Выпроводив от себя благополучно несчастного Карпушу, который при всем отчаянии и малодушии своем бушевал, сердился, плакал, бранился и напивался пьян с горя и никому в доме не давал покоя, Игривый зашел к деткам. Это было вечером; они уже спали; а Маша сидела за грамотой и что-то так прилежно выписывала, что даже не слышала, как барин вошел, и вдруг торопливо привстала. Взглянув на лежавший перед нею листок, он прочитал: помяни господи во царствии твоем рабов твоих: Ивана, Семена, Кондратия, Ивана, Анну, Любовь, Марию. Что ты это пишешь, Маша? Что за поминовение?
– Хочу подать в церковь, Павел Алексеевич, по родителям – чтоб поминали их.
Игривый еще раз взглянул на листок и спросил:
– Да кто же это? Кондратий отец твой – а прочие?
– А тут матушка покойница да покойные господа. Любовь Ивановну голубушку я уже приписала в Покров, а теперь вот села было приписать и Семена Терентьевича… А это сыночек мой… Карпа Ивановича да мужа своего я записать не посмела: бог весть, ведь может статься, они еще и живы где-нибудь…
Привязанность эта и незлопамятность, даже относительно самого Шилохвостова, тронули Игривого. Подумав немного, он сказал:
– Ну, Маша, уж коли так, то вычеркни еще одно имечко из тех, что написала.

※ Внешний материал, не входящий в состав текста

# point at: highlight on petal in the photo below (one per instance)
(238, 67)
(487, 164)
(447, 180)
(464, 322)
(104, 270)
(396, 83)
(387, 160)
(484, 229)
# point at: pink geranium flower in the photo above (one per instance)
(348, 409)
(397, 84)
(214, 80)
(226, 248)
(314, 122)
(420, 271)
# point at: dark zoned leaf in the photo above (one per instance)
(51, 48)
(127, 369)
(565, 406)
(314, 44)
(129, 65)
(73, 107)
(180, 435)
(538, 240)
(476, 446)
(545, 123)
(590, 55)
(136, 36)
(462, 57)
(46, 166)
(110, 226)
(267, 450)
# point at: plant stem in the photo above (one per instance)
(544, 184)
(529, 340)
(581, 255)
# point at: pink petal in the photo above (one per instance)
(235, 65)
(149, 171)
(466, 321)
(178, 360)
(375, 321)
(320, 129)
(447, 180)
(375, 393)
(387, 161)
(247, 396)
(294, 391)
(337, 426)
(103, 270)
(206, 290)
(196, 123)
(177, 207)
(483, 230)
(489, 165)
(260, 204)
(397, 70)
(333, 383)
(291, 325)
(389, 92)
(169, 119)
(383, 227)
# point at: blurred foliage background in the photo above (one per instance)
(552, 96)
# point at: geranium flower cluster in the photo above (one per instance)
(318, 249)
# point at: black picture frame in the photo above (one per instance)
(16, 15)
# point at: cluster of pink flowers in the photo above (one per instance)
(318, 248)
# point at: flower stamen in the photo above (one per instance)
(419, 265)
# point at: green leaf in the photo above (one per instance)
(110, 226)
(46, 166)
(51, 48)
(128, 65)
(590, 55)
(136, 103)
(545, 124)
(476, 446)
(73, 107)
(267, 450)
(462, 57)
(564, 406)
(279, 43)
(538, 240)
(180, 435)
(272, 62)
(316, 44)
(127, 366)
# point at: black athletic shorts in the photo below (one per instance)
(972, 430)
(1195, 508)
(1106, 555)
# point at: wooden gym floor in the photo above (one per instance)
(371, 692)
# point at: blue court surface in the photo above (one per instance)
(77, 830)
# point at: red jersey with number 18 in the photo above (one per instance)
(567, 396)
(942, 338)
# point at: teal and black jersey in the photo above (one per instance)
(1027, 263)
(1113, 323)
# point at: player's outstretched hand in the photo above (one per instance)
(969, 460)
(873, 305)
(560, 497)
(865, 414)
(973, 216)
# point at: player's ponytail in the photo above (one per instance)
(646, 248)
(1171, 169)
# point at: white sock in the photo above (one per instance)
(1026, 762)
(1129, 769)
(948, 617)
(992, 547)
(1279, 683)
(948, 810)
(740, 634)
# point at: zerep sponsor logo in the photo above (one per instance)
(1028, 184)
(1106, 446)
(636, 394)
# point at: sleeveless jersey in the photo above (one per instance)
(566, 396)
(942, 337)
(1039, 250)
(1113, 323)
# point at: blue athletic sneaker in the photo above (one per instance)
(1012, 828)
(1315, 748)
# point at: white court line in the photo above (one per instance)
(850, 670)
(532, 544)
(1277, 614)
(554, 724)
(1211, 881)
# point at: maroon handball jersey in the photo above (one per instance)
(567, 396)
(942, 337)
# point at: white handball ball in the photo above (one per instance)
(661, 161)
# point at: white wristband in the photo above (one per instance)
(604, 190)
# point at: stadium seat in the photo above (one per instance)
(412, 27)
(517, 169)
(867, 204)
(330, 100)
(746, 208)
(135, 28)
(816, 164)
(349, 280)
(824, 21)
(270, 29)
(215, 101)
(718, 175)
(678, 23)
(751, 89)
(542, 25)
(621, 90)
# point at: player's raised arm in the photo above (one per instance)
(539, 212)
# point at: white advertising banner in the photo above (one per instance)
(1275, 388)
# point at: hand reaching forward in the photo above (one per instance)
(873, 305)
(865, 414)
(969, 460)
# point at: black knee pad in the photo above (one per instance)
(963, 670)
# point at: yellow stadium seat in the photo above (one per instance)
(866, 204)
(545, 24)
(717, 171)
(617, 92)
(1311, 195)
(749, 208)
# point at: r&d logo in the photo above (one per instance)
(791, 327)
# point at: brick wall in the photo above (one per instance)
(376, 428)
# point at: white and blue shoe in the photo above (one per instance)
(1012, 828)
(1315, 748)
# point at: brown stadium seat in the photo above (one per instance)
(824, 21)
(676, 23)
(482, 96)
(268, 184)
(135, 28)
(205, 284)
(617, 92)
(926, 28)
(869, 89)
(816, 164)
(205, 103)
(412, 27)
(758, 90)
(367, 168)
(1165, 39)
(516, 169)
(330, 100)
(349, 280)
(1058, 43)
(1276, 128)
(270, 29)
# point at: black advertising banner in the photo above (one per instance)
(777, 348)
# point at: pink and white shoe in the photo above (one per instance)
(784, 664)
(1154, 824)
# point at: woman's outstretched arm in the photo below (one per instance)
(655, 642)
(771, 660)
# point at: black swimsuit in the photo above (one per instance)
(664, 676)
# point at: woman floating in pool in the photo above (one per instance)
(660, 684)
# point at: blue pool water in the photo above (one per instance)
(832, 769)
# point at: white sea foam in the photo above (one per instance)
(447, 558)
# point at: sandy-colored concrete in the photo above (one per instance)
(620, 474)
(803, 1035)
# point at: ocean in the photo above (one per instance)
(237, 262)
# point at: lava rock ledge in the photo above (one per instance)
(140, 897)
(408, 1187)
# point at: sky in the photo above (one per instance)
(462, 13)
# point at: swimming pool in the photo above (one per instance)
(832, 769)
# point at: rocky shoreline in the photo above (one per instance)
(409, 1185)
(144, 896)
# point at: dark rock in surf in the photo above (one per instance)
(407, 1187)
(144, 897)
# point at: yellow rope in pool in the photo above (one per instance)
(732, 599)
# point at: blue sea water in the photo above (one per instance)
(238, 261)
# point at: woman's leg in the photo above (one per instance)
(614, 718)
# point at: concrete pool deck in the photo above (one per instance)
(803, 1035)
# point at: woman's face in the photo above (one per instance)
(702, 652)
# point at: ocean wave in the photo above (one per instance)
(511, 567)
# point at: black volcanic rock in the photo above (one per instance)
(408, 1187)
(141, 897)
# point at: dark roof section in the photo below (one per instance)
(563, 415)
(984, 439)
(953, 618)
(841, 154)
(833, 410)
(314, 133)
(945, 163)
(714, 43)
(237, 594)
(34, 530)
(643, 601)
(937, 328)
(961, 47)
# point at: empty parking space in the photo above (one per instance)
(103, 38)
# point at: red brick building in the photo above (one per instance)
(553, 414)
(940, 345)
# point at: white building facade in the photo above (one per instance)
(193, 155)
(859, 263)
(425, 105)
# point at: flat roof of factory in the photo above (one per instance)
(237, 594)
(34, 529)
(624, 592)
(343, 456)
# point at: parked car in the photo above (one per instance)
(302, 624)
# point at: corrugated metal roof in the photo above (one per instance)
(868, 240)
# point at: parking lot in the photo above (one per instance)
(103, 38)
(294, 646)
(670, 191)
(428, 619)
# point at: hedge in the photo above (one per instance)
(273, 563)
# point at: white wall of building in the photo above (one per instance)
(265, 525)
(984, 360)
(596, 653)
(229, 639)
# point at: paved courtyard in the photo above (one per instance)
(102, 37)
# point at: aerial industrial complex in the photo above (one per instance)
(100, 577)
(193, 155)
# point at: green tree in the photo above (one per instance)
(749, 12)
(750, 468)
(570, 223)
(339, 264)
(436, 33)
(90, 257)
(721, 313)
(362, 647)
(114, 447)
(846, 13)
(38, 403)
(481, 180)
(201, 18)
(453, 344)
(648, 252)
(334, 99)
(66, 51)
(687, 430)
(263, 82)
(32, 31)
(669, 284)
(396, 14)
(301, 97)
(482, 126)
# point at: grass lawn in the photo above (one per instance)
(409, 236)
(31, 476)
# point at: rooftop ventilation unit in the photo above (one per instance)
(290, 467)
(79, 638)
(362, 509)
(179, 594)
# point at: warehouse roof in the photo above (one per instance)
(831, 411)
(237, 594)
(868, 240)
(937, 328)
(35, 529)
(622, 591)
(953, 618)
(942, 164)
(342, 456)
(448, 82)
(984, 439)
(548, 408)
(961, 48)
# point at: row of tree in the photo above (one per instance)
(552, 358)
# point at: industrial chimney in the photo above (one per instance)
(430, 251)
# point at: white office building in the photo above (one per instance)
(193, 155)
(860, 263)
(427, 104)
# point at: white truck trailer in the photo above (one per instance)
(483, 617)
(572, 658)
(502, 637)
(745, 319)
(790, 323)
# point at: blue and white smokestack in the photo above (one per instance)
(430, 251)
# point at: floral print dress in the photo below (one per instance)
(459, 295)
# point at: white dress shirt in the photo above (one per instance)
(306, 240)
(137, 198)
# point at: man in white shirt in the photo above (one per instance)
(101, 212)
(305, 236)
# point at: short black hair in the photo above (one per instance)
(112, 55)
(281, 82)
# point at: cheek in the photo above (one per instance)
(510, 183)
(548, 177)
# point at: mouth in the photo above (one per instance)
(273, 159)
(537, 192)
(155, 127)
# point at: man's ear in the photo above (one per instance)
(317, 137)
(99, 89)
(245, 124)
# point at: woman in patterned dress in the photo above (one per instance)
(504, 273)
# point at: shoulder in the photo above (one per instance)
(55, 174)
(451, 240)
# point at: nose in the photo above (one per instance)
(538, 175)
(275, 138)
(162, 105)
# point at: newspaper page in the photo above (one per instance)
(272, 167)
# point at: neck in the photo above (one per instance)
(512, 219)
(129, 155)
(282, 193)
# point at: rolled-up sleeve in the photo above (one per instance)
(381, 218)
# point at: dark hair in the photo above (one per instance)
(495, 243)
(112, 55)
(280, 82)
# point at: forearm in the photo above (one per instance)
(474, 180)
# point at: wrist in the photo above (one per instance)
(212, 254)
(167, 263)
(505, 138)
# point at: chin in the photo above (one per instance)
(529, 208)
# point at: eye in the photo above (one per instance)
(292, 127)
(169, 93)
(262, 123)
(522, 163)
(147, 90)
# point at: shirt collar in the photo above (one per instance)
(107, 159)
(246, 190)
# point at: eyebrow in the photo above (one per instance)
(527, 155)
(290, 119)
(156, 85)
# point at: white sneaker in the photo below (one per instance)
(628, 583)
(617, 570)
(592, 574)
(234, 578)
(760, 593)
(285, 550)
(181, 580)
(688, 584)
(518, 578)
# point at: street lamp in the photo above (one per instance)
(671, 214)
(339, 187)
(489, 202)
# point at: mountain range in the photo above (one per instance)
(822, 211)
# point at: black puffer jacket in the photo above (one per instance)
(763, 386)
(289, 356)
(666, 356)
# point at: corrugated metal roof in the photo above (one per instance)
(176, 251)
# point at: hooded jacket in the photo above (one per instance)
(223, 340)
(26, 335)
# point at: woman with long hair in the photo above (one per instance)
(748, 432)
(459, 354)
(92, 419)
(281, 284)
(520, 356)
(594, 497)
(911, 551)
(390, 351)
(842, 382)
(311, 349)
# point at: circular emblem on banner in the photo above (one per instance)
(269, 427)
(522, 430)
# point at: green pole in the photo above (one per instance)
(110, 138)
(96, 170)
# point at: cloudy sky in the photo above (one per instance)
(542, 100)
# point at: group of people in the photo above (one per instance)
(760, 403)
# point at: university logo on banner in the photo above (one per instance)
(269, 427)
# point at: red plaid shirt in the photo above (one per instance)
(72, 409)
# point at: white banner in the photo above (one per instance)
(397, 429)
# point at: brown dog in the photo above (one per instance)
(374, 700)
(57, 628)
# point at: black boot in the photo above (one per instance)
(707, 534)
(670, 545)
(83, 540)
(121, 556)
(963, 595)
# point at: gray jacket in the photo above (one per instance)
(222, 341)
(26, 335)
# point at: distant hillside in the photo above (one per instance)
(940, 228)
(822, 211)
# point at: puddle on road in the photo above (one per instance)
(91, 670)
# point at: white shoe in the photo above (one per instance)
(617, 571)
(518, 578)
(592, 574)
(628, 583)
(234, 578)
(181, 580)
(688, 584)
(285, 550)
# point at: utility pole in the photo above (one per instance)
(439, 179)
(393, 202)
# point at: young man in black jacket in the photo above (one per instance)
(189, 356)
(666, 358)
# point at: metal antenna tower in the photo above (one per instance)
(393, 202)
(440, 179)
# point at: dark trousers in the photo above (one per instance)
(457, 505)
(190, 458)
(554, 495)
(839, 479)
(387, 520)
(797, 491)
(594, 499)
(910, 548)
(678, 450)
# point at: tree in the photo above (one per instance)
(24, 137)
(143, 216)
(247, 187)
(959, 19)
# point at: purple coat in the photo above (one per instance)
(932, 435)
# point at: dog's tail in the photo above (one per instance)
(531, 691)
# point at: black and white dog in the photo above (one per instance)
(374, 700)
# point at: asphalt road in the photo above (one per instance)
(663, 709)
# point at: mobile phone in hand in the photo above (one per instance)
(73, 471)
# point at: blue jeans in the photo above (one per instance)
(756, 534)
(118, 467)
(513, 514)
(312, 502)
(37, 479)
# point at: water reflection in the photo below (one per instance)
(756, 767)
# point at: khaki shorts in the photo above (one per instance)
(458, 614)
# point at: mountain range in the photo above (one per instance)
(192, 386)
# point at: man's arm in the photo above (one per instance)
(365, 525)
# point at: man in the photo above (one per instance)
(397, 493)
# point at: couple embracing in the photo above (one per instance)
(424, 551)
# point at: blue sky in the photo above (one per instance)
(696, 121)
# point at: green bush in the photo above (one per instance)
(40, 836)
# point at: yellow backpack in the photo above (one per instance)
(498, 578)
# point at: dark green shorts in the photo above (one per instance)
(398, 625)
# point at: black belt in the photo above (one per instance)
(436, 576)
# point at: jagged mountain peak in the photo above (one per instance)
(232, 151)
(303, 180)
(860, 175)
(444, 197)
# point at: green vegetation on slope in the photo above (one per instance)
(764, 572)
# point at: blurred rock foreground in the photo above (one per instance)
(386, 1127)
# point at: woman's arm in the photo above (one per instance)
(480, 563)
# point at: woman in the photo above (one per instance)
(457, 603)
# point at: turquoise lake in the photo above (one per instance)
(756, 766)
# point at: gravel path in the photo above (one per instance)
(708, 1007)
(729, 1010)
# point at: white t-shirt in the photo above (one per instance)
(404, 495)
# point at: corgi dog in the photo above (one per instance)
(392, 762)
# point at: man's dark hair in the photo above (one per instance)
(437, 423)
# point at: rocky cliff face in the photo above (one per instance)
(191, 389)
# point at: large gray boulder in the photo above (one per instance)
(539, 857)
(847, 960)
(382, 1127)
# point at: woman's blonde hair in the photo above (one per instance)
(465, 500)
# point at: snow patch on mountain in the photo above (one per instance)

Маша глядела на него, ничего не понимая.
– Да, да, Маша; вычеркни еще одно имя; тут у тебя записан живой, или живая: Любовь Ивановна жива и здорова; слышишь, она жива, Маша!
Маша зарыдала и бросилась Павлу Алексеевичу в ноги. Он поднял и обнял ее и вскоре успокоил, рассказав, что Любаша действительно жива и никогда не думала умирать; что вести в то время пришли ложные, а теперь получил он от нее самой письмо. Опомнившись, Маша пошла крестить спящих малюток и сама молилась, не зная куда от радостных слез деваться.
Объясним теперь в двух словах недоумение читателей. Любаша точно не думала умирать, но и слухов о смерти ее до Павла Алексеевича не доходило: все было придумано им в крайности, когда сумасшедший Шилохвостов вдруг стал настаивать, чтобы она непременно воротилась, и до того взбеленился, что готов был ехать за нею сам. Не видя никакого спасения для Любаши, Игривый написал ей об этом поспешно, присовокупив, что ей ничего не остается, как сказаться мертвою. Он советовал ей попросить кого-нибудь из надежных знакомых ее написать горестную весть эту прямо мужу и в то же время уведомить о том его, Игривого. Все это, как мы видели, было вовремя исполнено, и тайна сохранилась до настоящего времени.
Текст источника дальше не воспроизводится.